In the experimental trial, the volunteer participants appeared from different physical locations and dealt with a fictional case of a man charged with wounding.
A preliminary evaluation by Professor Linda Mulcahy of Oxford University and Dr Emma Rowden from Oxford Brookes University found ‘much that worked well’. Describing a ‘success for open justice’, they said the videolink had a ‘positive impact on “sightlines” in the trial’ which, unlike in a physical court, meant all parties could see each other ‘very clearly and were accorded equal visual status’.
They found the defendant ‘was treated with much more dignity than when they are placed in an enclosed dock’ in a courtroom.

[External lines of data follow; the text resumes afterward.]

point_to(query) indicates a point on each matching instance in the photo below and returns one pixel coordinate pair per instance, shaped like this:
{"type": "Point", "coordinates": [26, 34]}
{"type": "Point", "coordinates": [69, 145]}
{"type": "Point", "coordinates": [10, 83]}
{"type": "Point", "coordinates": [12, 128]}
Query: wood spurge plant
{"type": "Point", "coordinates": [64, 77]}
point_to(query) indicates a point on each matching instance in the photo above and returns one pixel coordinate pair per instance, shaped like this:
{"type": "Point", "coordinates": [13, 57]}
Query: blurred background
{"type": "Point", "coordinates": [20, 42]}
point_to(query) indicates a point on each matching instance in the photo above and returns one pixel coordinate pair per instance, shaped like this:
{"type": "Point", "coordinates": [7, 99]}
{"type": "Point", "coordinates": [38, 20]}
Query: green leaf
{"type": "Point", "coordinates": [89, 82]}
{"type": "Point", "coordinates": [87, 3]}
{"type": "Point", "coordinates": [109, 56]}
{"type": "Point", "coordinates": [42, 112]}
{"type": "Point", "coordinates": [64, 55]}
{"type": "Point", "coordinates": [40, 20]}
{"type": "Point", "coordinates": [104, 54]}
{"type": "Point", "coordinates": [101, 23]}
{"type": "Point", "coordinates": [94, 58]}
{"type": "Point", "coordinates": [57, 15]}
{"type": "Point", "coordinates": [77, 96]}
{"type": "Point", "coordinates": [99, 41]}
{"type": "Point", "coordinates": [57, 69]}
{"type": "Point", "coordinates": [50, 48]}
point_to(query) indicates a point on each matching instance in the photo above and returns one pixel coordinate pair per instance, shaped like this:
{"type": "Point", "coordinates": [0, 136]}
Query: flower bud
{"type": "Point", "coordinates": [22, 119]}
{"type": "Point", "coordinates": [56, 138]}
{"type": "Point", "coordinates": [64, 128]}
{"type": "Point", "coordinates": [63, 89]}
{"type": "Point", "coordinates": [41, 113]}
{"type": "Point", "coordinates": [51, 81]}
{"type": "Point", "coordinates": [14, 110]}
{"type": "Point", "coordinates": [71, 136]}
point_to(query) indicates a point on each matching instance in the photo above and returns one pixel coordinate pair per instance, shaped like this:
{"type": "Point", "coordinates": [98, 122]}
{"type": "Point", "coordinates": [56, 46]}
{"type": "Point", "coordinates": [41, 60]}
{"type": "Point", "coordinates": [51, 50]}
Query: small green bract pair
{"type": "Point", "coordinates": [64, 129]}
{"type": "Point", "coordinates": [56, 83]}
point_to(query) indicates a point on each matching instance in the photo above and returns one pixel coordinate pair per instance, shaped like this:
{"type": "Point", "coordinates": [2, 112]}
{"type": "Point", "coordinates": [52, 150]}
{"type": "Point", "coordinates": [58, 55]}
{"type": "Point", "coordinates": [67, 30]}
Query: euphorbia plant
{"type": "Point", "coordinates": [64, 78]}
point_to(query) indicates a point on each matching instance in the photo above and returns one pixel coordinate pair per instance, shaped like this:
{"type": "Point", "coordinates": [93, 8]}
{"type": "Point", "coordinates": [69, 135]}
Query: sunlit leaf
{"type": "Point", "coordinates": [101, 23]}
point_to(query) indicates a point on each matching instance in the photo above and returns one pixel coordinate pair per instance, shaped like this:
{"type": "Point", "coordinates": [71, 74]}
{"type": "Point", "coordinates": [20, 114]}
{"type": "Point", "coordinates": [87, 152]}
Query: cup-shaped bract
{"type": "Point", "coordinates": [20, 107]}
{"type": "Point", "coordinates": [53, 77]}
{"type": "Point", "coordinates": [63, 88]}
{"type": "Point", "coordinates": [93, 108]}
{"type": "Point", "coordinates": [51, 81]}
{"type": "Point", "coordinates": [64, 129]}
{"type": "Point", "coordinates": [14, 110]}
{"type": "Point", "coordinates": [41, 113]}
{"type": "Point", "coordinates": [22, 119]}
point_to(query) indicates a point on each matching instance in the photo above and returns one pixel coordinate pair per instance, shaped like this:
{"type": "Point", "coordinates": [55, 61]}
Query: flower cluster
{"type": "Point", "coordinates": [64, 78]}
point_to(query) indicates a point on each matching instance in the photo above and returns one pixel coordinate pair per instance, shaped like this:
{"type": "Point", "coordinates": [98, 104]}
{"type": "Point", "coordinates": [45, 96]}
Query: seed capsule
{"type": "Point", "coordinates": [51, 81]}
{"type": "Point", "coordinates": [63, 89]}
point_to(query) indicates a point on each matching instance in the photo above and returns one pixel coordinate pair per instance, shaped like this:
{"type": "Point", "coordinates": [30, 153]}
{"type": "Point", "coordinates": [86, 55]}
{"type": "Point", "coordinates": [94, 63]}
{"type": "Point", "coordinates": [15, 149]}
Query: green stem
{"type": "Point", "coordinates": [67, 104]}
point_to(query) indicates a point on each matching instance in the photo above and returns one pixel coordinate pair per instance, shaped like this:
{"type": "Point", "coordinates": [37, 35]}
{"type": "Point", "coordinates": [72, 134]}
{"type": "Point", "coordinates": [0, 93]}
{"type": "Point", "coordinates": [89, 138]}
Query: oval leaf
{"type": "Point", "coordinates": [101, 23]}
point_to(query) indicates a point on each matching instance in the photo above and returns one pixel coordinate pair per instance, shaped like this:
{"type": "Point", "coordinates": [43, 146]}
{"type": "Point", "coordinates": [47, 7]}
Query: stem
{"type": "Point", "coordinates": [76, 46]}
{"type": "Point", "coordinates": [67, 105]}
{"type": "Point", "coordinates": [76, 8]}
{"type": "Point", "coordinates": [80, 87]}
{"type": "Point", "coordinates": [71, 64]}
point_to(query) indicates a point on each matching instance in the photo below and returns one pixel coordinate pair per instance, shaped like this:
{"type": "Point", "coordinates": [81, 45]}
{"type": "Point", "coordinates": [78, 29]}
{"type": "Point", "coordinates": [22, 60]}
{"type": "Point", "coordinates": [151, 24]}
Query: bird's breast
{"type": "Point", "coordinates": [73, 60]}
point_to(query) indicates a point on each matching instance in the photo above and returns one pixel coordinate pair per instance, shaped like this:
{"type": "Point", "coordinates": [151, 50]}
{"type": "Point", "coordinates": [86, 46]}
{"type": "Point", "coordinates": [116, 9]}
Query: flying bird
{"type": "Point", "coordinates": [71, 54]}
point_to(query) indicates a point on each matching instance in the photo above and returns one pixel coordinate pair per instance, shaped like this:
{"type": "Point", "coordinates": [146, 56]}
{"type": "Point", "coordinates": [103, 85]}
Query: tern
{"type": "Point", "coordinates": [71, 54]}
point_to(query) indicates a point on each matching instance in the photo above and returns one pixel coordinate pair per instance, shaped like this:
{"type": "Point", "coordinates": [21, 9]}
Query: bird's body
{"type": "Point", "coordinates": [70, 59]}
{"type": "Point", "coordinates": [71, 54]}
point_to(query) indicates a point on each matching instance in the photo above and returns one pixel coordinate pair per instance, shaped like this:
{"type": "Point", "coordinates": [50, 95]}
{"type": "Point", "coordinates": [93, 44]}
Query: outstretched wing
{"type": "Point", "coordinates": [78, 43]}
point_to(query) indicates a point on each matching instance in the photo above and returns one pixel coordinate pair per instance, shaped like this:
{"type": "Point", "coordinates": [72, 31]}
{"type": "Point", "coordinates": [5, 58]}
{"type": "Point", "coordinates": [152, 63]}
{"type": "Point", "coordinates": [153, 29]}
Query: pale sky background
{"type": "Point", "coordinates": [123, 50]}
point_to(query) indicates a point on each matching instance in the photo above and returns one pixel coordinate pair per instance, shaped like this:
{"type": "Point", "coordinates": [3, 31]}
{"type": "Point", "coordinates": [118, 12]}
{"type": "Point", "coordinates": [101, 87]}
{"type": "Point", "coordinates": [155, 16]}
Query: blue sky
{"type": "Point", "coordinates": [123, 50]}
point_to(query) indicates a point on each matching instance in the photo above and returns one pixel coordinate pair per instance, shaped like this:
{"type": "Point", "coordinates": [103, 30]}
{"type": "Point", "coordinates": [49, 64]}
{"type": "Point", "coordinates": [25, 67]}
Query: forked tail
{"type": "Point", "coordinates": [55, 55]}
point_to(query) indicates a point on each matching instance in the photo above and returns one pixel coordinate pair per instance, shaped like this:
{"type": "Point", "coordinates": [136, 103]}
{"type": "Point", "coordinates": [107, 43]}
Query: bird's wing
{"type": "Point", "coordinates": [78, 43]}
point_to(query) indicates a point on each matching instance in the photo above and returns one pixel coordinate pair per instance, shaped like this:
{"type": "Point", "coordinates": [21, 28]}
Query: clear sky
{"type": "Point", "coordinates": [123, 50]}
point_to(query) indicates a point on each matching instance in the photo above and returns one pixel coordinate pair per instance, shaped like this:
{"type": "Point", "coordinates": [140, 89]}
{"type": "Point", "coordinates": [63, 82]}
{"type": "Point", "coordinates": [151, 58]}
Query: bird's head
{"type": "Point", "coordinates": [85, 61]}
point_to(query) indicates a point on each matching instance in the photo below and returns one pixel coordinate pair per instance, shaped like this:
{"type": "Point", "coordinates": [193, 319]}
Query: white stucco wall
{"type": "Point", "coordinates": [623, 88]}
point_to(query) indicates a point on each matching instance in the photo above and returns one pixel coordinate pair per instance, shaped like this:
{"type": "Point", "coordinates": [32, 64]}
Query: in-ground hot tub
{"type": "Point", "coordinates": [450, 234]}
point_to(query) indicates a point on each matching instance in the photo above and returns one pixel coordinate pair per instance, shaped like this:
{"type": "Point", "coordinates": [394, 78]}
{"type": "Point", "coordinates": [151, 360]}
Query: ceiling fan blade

However they pointed to ‘numerous technical problems’ including jurors disappearing from screen, which they warned could be the subject of an appeal in an actual trial.
The researchers noted that the virtual trial placed ‘a huge amount of trust’ in the jurors, who were instructed to locate themselves alone in private rooms, to comply with their legal responsibilities during the trial.
They suggested the judge could make an opening statement indicating how it is different from a physical trial, but that the rules are the same, with photography and recording forbidden.
To minimise distraction and avoid informality, the report suggested standardising the background environments and degree to which each person’s face and torso was in shot, and putting a coat of arms behind the judge.
Jodie Blackstock, legal director at Justice, said: ‘Our primary concerns are for the safe administration of justice, upholding fair trial rights and effective participation. We are continuing to test whether remote jury trials are possible, refining the platform and addressing concerns raised in the evaluation process.’
Even if the technology exists to enable remote jury trials, the legal profession is divided on whether they are desirable. Before the crisis halted trials, the backlog of Crown court cases had risen to almost 33,000, due to budget cuts that reduced the number of sitting days.